Gjorg se promène. Il a le temps. le temps de la reprise du sang. Il a de la chance : le foulard noir noué au bras, tout le monde l'observe. Tout le monde sait de quoi il s'agit. Où qu'il aille, le silence s'installe, s'étale, les langues se durcissent.
Gjorg a le temps. Il laisse son regard vaquer au firmament. Il sait qu'il doit mourir. Lui-même ne sait plus trop comment a commencé cette histoire. Elle date de plusieurs décennies, c'est certain. Un voyageur qui se serait abrité chez ses ancêtres. Or, l'hôte est roi. Dans ces régions d'Albanie, il y a l'hôte, puis Dieu, puis les habitants de la maison. L'hôte s'est fait tuer. C'est à l'habitant de le venger. Des décennies plus tard, c'est à Gjorg de laver l'affront d'avoir eu à enterrer son frère. C'est parti d'un malentendu. Or, tout est d'une logique implacable. le Kanun (jus canonicum des montagnes du Nord de l'Albanie) le précise.
Ça se passe au XXe siècle, on ne sait pas exactement quand. Avant les Italiens, avant Enver Hoxha.

Il est brumeux, Gjorg, l'ombre s'acharne autour de lui. L'infâme logique le poursuit surement, mais il reste impassible. Un couple arrive. le voit. La femme demande à son mari. Il trouve ça sublime. Elle ne comprend pas. La mort qui rode, c'est splendide.
Que ce soit l'invisible Skanderberg qui attaque l'armée Turque à la nuit tombée dans Les Tambours de la pluie, ou les vengeances chez Shakespeare, on est dans le dos crawlé, lent, lourd.
On est dans Hamlet. En dehors de ce je-ne-sais-quoi (en français dans le texte) de pourri au royaume du Danemark, de la brume, du poison qui, insidieusement, contamine le royaume, tout le monde est responsable et tout le monde doit payer (ça pourrait être du Alceste, tenez. On rit moins).

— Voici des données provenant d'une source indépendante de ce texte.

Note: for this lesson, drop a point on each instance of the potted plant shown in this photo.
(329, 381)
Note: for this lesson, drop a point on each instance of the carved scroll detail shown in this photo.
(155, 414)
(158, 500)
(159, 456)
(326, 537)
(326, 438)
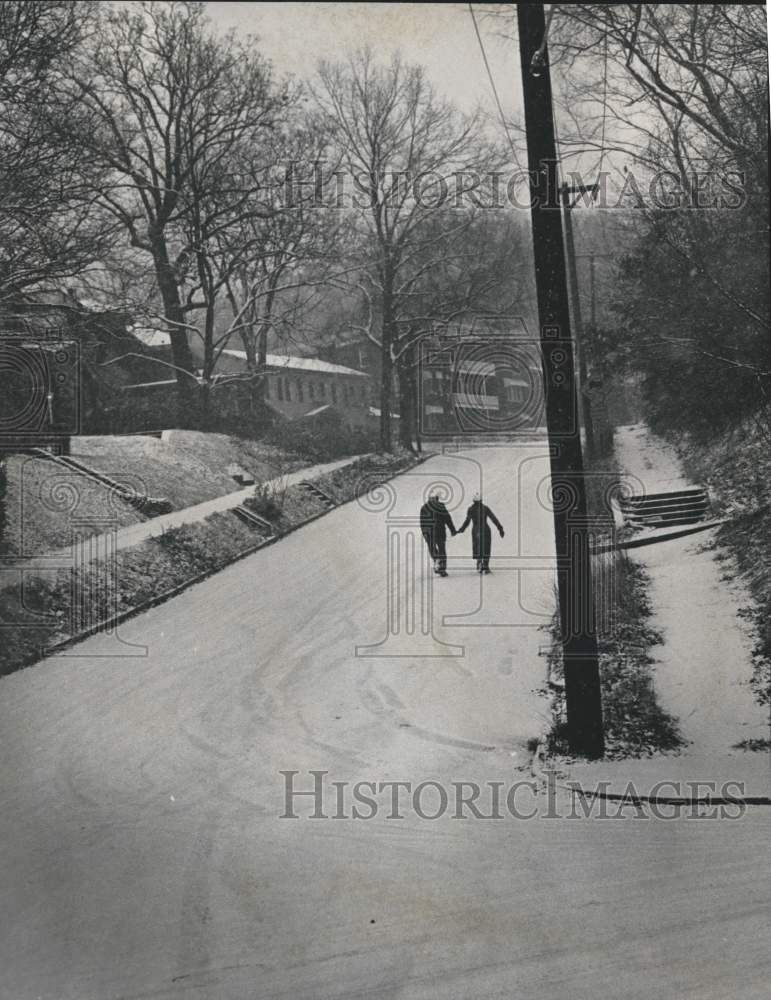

Un mois. C'est ce qu'il reste à Gjorg. Une vie à comprendre, c'est ce qui reste à la mariée. Tout est d'une logique implacable, c'est écrit. On vit ainsi, on meurt comme ça. Bientôt, ces terres se dépeupleront. Il ne restera que des femmes. L'arme de Gjorg, à quoi sert-elle ? C'est injuste, ne pas se laisser tuer. Ce n'est pas tant qu'il le mérite, c'est que c'est écrit.

Ce qui est écrit justement. Ce qui est dit, ou plutôt ce qui est dit sans être montré : on navigue dans l'ombre de Gjorg, dans l'ombre des murailles, des villages escarpés, des flancs de montagne, des tours de claustration, où l'on espère que Gjorg y aura un répit supplémentaire, le répit du lâche, dans le noir. Chez les rebuts de la société, qui refusent de se laisser tuer, seuls les prêtres ont le droit de pénétrer.

Une femme, un condamné, un homme qui étudie (comme un entomologiste, il laisserait faire la nature, n'en déplaise à son épouse), et la mort, anonyme ou presque ; peut-être plusieurs frères en embuscade, peut-être personne. Mais elle est lourde, la mort, pesante. Elle tricote sa toile autour de Gjorg. Lui, il a le temps. Il s'y habitue. Avec son arme.
C'était écrit. Depuis plus de six décennies, c'était son destin. Il aura du sang sur les mains, dans le coeur, et il ne connaitra peut-être pas les beaux jours de fin Avril.

PS : Kadaré est un prodige. Avril Brisé est peut-être son magnum opus, même s'il a cette méchante manie d'enchainer les chefs-d'oeuvre.